Small studies in animals suggest that the variant could cause more severe disease. In a 5 May preprint3, a team led by virologist Pragya Yadav at the NIV found that hamsters infected with B.1.617 had more inflammation in their lungs than did animals infected with other variants.
Gupta says this research shows that B.1.617 has enhanced potential to cause disease. But he cautions that “it’s difficult to extrapolate from hamsters to humans”, and says that data on disease severity in people are needed.
Research4 from Gupta’s own lab suggests that antibodies are slightly less effective against the variant than against others. The team collected blood serum from nine people who had received one dose of the Pfizer vaccine and tested it against a harmless carrier virus modified to contain the SARS-CoV-2 spike protein, with the mutations from B.1.617. Serum from vaccinated individuals typically contains antibodies that can block, or ‘neutralize’, the virus and prevent cells from getting infected.
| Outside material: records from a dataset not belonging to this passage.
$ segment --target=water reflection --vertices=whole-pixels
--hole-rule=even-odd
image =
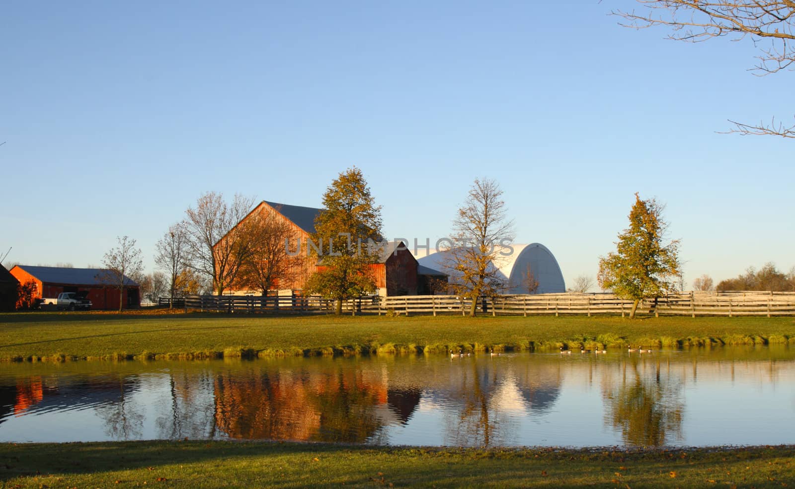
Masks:
[[[627,445],[662,446],[681,442],[684,384],[675,377],[661,375],[659,361],[652,372],[639,363],[638,357],[624,362],[620,379],[604,376],[607,422],[620,430]]]
[[[0,368],[0,440],[793,443],[795,352],[722,348]],[[731,402],[743,399],[743,403]],[[753,413],[754,430],[741,425]]]

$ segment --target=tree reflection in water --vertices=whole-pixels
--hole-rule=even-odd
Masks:
[[[682,383],[667,375],[661,377],[659,360],[650,364],[631,356],[622,368],[620,380],[614,374],[602,383],[605,422],[631,445],[662,446],[681,440]]]
[[[382,425],[385,383],[361,368],[250,368],[215,377],[215,418],[232,438],[362,443]]]

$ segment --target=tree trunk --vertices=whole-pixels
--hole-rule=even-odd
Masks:
[[[640,302],[640,299],[638,298],[632,301],[632,310],[630,311],[630,319],[635,318],[635,310],[638,309],[638,304],[639,304]]]

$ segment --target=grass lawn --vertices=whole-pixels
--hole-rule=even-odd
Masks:
[[[0,360],[197,358],[795,342],[793,318],[0,314]]]
[[[795,447],[410,449],[220,441],[0,445],[4,487],[786,487]]]

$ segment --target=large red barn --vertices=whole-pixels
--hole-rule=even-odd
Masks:
[[[246,219],[257,216],[258,213],[275,215],[279,219],[286,221],[294,233],[294,237],[290,239],[292,252],[299,251],[301,260],[296,260],[297,273],[289,281],[277,283],[279,290],[301,291],[309,276],[316,272],[322,266],[319,266],[313,260],[306,260],[307,250],[309,248],[308,241],[315,233],[315,218],[321,211],[315,207],[302,207],[289,206],[277,202],[262,201],[237,225],[241,225]],[[223,238],[222,238],[223,239]],[[300,245],[298,244],[300,243]],[[423,291],[421,287],[422,277],[417,274],[417,259],[406,248],[405,243],[398,245],[390,242],[382,250],[380,260],[373,264],[370,268],[375,279],[375,284],[379,295],[414,295],[418,291]],[[439,276],[446,278],[444,274],[431,271]],[[436,275],[434,275],[436,276]],[[246,287],[238,284],[224,292],[230,295],[254,295],[258,294],[254,288]]]
[[[61,292],[87,292],[92,309],[118,309],[118,289],[107,283],[101,268],[65,268],[17,265],[11,272],[20,283],[36,284],[37,298],[56,298]],[[124,277],[126,284],[122,301],[125,308],[138,307],[141,294],[138,284]]]

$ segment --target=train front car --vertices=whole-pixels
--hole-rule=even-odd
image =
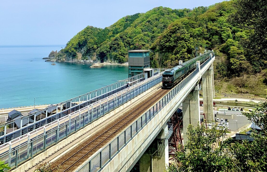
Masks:
[[[165,71],[162,74],[162,87],[163,88],[170,88],[173,86],[175,72],[172,69]]]

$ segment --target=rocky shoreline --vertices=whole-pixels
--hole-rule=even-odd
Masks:
[[[110,62],[109,61],[105,61],[103,63],[100,62],[100,61],[97,60],[79,60],[77,59],[72,59],[71,60],[66,61],[64,60],[59,60],[56,57],[44,57],[42,59],[45,60],[45,61],[51,62],[68,62],[71,63],[91,63],[93,64],[91,66],[92,67],[90,67],[92,68],[96,68],[96,67],[100,65],[103,66],[105,65],[118,65],[124,66],[128,66],[128,63],[126,62],[125,63],[120,64],[119,63],[113,63],[112,62]]]

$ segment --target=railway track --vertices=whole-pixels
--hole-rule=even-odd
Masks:
[[[60,166],[59,171],[72,171],[88,159],[114,137],[145,112],[155,101],[161,98],[169,90],[162,88],[152,97],[148,98],[125,113],[122,118],[119,118],[108,125],[105,129],[99,131],[69,153],[54,162],[52,167],[55,171]]]

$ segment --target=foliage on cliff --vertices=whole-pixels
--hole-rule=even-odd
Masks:
[[[87,26],[57,57],[123,63],[128,50],[150,49],[152,68],[170,68],[195,57],[196,47],[198,54],[211,47],[220,57],[214,64],[215,83],[232,82],[236,93],[264,94],[267,72],[258,74],[267,66],[266,1],[232,0],[193,10],[157,7],[104,29]]]
[[[165,171],[266,171],[267,103],[260,104],[255,111],[242,114],[261,128],[260,131],[252,131],[250,136],[253,141],[224,139],[218,147],[225,135],[223,128],[190,125],[186,133],[188,141],[184,148],[181,148],[182,151],[176,152],[176,161]]]
[[[58,57],[75,58],[80,53],[85,59],[96,53],[102,61],[125,62],[128,50],[149,49],[170,24],[191,11],[160,7],[127,15],[104,29],[88,26],[70,39]]]

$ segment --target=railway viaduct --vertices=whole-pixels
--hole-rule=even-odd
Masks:
[[[151,103],[147,109],[135,115],[137,118],[131,121],[129,125],[125,123],[128,125],[126,128],[115,138],[103,146],[96,146],[101,147],[72,171],[130,171],[137,163],[142,172],[163,171],[168,165],[168,139],[173,129],[173,126],[168,125],[167,122],[182,103],[184,133],[189,125],[195,126],[200,120],[199,91],[201,88],[206,119],[210,122],[214,119],[215,56],[211,53],[210,58],[202,64],[197,62],[195,70],[171,89],[167,90],[166,94],[158,96],[159,98]],[[0,137],[0,159],[12,168],[16,168],[13,170],[14,171],[28,171],[44,157],[51,156],[108,120],[109,118],[112,118],[137,100],[142,100],[144,95],[148,96],[149,93],[155,94],[153,91],[156,88],[161,86],[162,71],[155,71],[154,73],[161,74],[156,74],[145,80],[142,75],[132,77],[22,117],[19,119],[20,126],[25,120],[28,125],[13,131],[11,134],[6,135],[6,131],[7,126],[15,121],[6,123],[3,125],[4,135]],[[202,78],[201,85],[199,83]],[[132,79],[133,86],[124,89],[125,83]],[[68,102],[70,103],[69,110],[64,110],[63,104]],[[79,104],[72,107],[73,102]],[[48,116],[50,109],[51,111],[54,109],[56,114]],[[45,117],[44,119],[43,114]],[[41,119],[36,121],[38,116]],[[31,118],[34,122],[30,124]],[[32,130],[28,130],[30,128]],[[187,140],[184,134],[184,143]]]
[[[121,149],[119,148],[117,154],[113,157],[110,155],[110,157],[106,158],[108,160],[105,164],[106,158],[102,154],[102,151],[105,151],[103,148],[94,154],[89,160],[83,163],[76,171],[130,171],[139,159],[140,172],[163,171],[169,164],[168,139],[172,131],[171,128],[168,128],[166,125],[167,122],[182,103],[184,133],[186,133],[190,124],[195,126],[200,121],[199,92],[201,86],[198,84],[201,78],[204,113],[207,121],[214,119],[213,62],[215,58],[214,55],[211,53],[210,55],[210,58],[201,67],[199,62],[197,62],[198,69],[172,89],[171,93],[169,93],[170,95],[166,96],[166,105],[156,114],[154,114],[154,117],[134,136],[125,142]],[[154,105],[161,103],[159,101],[155,102]],[[127,134],[127,132],[125,133]],[[184,143],[187,140],[184,134]],[[144,154],[145,152],[148,153]]]

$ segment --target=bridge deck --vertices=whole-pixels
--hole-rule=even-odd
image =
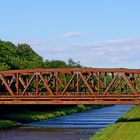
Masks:
[[[140,104],[140,70],[0,71],[0,104]]]

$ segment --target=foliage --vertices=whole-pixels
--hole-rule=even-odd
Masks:
[[[97,132],[90,140],[139,140],[140,106],[134,106],[117,123]]]
[[[0,129],[6,129],[13,126],[18,126],[18,125],[20,124],[17,122],[10,121],[10,120],[0,120]]]

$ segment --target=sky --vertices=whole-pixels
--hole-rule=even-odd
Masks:
[[[0,39],[44,60],[140,68],[140,0],[0,0]]]

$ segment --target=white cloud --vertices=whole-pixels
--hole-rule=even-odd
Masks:
[[[140,67],[140,38],[75,44],[59,43],[55,42],[54,44],[53,42],[52,45],[50,43],[33,42],[31,44],[45,59],[67,61],[69,58],[73,58],[90,67]]]
[[[87,34],[83,34],[80,32],[65,32],[61,36],[65,38],[83,38],[87,37]]]

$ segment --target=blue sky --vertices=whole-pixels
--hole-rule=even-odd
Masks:
[[[44,59],[140,68],[139,0],[0,0],[0,39]]]

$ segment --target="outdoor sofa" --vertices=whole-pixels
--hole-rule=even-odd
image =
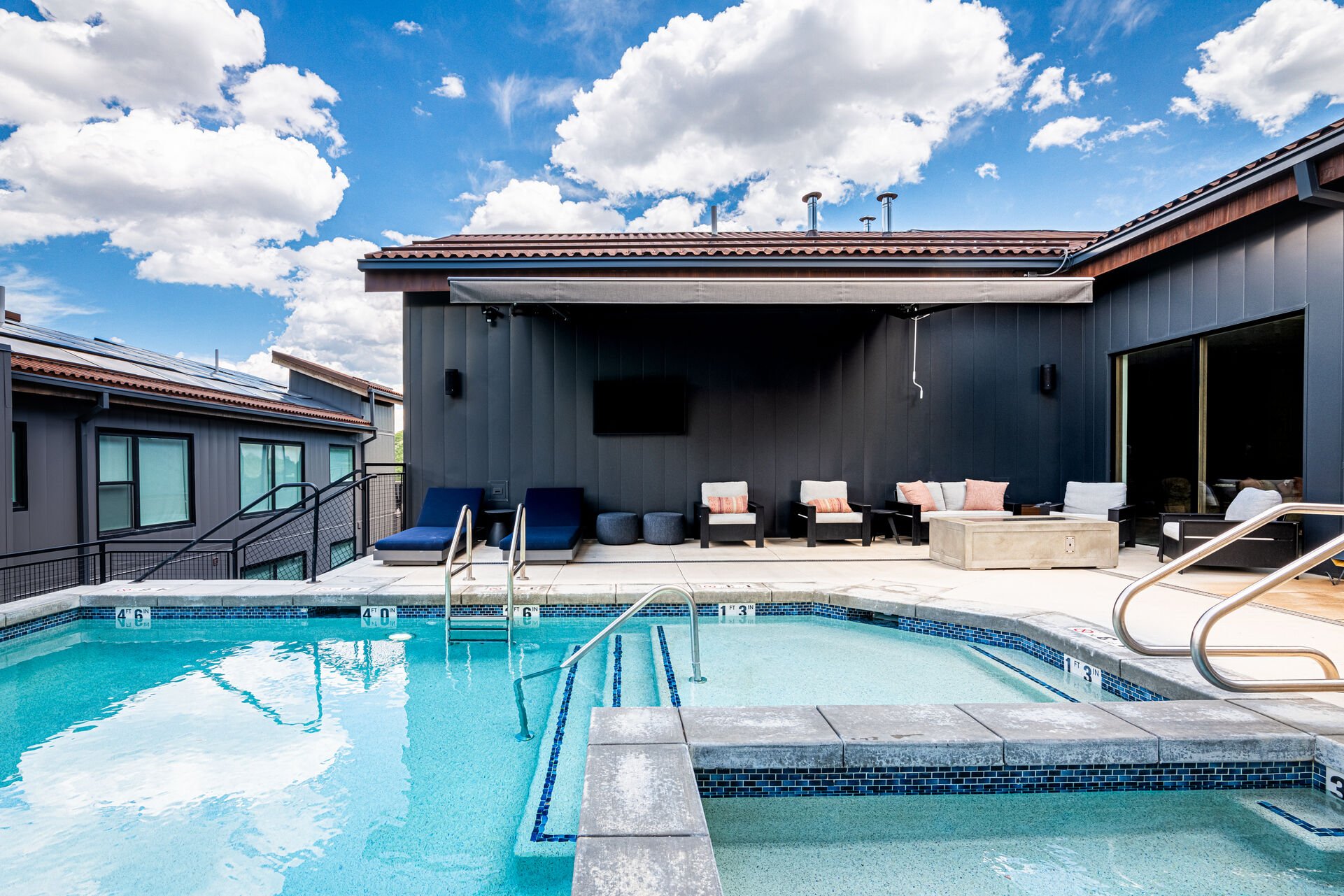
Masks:
[[[1175,559],[1193,551],[1215,535],[1222,535],[1282,501],[1284,496],[1270,489],[1242,489],[1224,513],[1160,513],[1157,559]],[[1200,557],[1195,566],[1273,568],[1288,566],[1301,553],[1302,524],[1296,520],[1275,520],[1255,529],[1253,535]]]
[[[1138,539],[1138,508],[1126,502],[1126,494],[1124,482],[1068,482],[1063,501],[1036,506],[1050,516],[1118,523],[1120,543],[1132,548]]]
[[[421,505],[419,519],[415,525],[386,539],[374,543],[374,559],[382,560],[387,566],[434,566],[448,559],[448,551],[453,543],[453,531],[462,508],[472,509],[472,525],[474,527],[481,513],[481,498],[485,489],[429,489],[425,492],[425,504]],[[468,539],[473,533],[466,532],[458,545],[458,552],[466,549]]]
[[[849,486],[843,480],[818,482],[802,480],[798,500],[789,502],[789,537],[806,537],[808,547],[817,541],[848,541],[860,539],[864,547],[872,544],[872,505],[849,501]],[[841,501],[847,510],[825,508]],[[817,505],[821,505],[820,508]]]
[[[960,482],[925,482],[929,489],[929,494],[933,497],[934,509],[922,509],[921,502],[909,500],[910,496],[906,494],[903,485],[915,485],[914,482],[902,482],[896,485],[895,498],[887,500],[887,509],[892,510],[892,520],[899,535],[910,537],[910,544],[922,544],[925,539],[929,537],[929,520],[937,520],[938,517],[981,517],[981,519],[1003,519],[1013,516],[1009,505],[1003,504],[999,510],[968,510],[966,508],[966,481]],[[1007,492],[1008,484],[1003,484]]]
[[[737,502],[742,512],[718,513],[711,504]],[[702,482],[700,500],[695,502],[695,519],[700,524],[700,547],[710,541],[755,541],[765,547],[765,508],[747,500],[746,482]]]
[[[523,496],[527,509],[527,536],[520,547],[527,548],[528,563],[569,563],[579,545],[579,527],[583,523],[583,489],[528,489]],[[508,556],[517,531],[500,540],[500,551]]]

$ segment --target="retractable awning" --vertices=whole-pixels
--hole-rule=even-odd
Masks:
[[[1090,277],[461,277],[449,301],[473,305],[1074,305]]]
Gupta’s team discovered that neutralizing antibodies generated by the vaccinated individuals were about 80% less potent against some of the mutations in B.1.617, although this would not render vaccination ineffective, he says. The researchers also found that some health-care workers in Delhi who had been vaccinated with Covishield, an Indian version of the Oxford–AstraZeneca vaccine, had become reinfected, with most cases tied to B.1.617.
Similarly, the German team tested2 serum from 15 people who had previously been infected with SARS-CoV-2, and found that their antibodies neutralized B.1.617 about 50% less effectively than previously circulating strains. When they tested serum from participants who’d had two shots of the Pfizer vaccine, they found that the antibodies were about 67% less potent against B.1.617.
Two other small studies, one from Yadav’s team5 testing the Covaxin vaccine made by Indian firm Bharat Biotech in Hyderabad, and an as-yet-unpublished study on Covishield, showed that the vaccines continue to work. But Yadav observed small drops in the effectiveness of neutralizing antibodies generated by the Covaxin vaccine.
The B.1.617 variant does seem to have an advantage over previously circulating versions of the virus, especially in individuals whose immunity is waning a while after previous infection or vaccination, says Hoffman.
Caveats and caution
But Gupta cautions that these lab studies all involve small groups and show smaller drops in antibody effectiveness, compared with what has been seen with other variants of concern.
Scientists also warn that experiments in serum are not always a good guide to whether a variant can evade immunity from a vaccine in the real world. Vaccines can cause the production of vast quantities of antibodies, so a dip in potency might not be significant. Furthermore, other parts of the immune system, such as T cells, might not be affected.
For example, the B.1.351 variant has been linked to much steeper drops in the potency of neutralizing antibodies, but studies in humans suggest that many vaccines remain highly effective against that variant, particularly at preventing severe disease.
For these reasons, the vaccines are likely to remain effective against B.1.617 and to limit severe disease. “The vaccine is still working,” says Yadav. “If you get vaccinated, you “will be protected, and the severity will be less”.
Nevertheless, “the surge in cases in India and scenes witnessed there is of grave concern internationally”, Nick Loman, a microbial genomicist and bioinformatician at the University of Birmingham, UK, told the Science Media Centre in London after the United Kingdom declared B.1.617.2 a variant of concern. “This variant will now be one to watch carefully."